My name is Rami Rabia, I am an Iraqi-Canadian,
I have been based here in Dubai for the past six years now and I graduated from the Cass
Executive MBA earlier this year in 2012. I currently work with the Government of Dubai
at the Dubai Department of Economic Development, which is the authority that licenses the businesses
and is responsible for developing the economy of Dubai. Specifically I work with the SME
sector, helping them expand their exports. I knew I wanted something from the region,
and being based here in Dubai we are not short of choice. We have, I think, four or five
of the top MBAs based right here in the UEA. But I still wanted to go to Cass really for
the following reasons. First was the international faculty that Cass
has — we have professors from all over Europe and North America.
Second, I think, was the student population — the student body. I had classmates from
all over the region who flew in to take the programme — probably around 25% of them flew
in every month just to take the programme. Again, being based in Dubai, a lot of offices
are based here to serve the region, so I wanted a little bit more of that region flavour.

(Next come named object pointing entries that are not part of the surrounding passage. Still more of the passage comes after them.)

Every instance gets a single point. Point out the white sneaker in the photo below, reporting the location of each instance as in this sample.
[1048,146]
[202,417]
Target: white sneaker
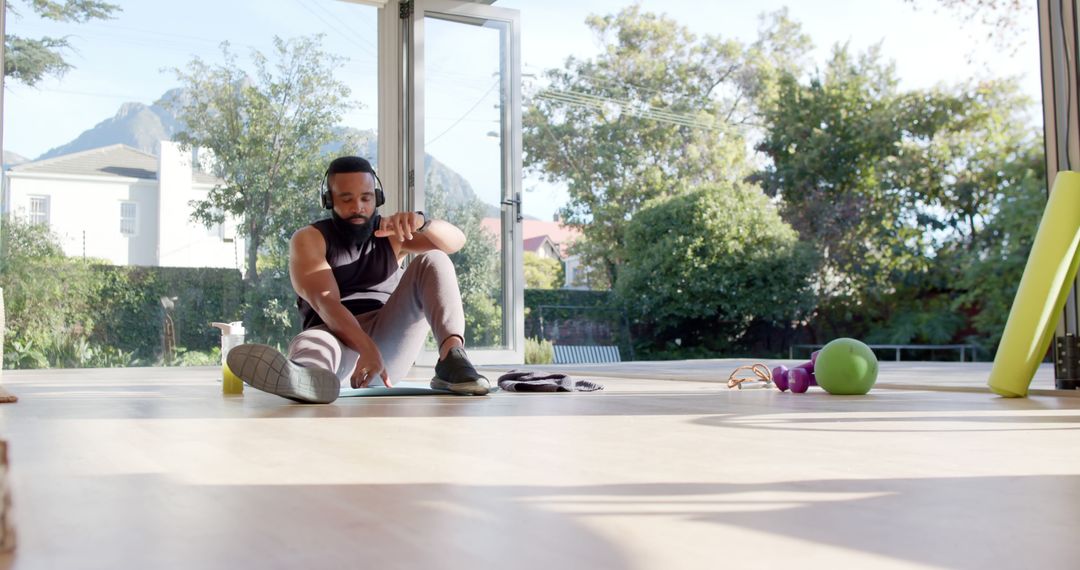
[269,370]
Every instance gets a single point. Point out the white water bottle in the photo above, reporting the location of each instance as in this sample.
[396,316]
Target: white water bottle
[232,335]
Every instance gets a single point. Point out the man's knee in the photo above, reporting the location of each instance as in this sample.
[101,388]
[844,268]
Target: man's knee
[435,259]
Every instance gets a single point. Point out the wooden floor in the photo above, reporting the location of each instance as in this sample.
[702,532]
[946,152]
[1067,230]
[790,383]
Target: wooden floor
[665,469]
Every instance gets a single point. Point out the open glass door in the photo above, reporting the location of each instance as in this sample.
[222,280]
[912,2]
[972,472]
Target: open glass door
[463,158]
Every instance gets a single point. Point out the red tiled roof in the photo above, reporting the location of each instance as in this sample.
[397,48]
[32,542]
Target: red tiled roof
[559,234]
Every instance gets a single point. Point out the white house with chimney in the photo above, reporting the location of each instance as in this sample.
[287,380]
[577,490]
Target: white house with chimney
[125,206]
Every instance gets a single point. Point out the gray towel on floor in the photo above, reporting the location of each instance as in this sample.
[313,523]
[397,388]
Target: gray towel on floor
[537,381]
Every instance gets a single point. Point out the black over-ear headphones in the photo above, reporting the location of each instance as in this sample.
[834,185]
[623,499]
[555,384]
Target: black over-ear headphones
[348,164]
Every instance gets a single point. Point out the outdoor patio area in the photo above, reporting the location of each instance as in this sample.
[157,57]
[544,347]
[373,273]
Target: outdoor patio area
[666,467]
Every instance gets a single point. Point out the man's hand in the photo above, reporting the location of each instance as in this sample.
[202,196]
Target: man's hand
[369,365]
[400,226]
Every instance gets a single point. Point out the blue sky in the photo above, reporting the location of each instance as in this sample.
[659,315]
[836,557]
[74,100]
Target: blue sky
[126,59]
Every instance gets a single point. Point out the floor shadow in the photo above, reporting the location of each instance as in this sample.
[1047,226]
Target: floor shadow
[152,521]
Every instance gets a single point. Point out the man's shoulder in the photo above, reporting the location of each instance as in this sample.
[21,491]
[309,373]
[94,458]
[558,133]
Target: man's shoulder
[311,229]
[310,233]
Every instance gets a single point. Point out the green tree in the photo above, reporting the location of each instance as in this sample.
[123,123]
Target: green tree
[894,189]
[831,144]
[709,262]
[659,111]
[999,252]
[50,299]
[27,59]
[266,131]
[542,272]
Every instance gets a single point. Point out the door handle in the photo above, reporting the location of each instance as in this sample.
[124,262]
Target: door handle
[516,203]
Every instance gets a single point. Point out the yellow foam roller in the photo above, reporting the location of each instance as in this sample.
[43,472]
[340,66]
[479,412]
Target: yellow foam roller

And finally why I chose Cass was the module structure that the programme has delivered.
The programme is delivered over a four day extended weekend, which really meant that
in those four days I could completely cut out the rest of my work, interruptions, my
family, and just focus on the programme itself. One of the things that I really enjoyed about
Cass was the ability to take a company that I was really fascinated with, being Emirates
Airlines, and being able to study them several times through several subjects and modules,
which really gave me a great overview of the company but also allowed me to apply some
of the teachings that I learnt at a world class university like Cass to a local company,
and how they have been able to go internationally and compete on the international stage. Cass
gave me that global view of a global company like Emirates.
One of the highlights of my time at Cass was the International Symposiums. I went to both
South Africa and China. What I liked about them was that it gave me an opportunity to
interact with the London cohorts, themselves were very international, which expanded my
own network. But it was also an important gateway to understanding some of the challenges
faced by some of the Brit countries. I think the part that I enjoyed most about the symposiums
was the fact that I went there to purely learn — I didn’t have to worry about organising
my travels within the country or where I’m going to eat or where I’m going to go next
— I was there purely to experience the country which was fantastic.
My advice to prospective students would be that an MBA is not about the letters you put
after your name but the name that you make for yourself, and really what you put into
the MBA is exactly what you’re going to get out so once you start the programme make sure
you put everything that you have into it.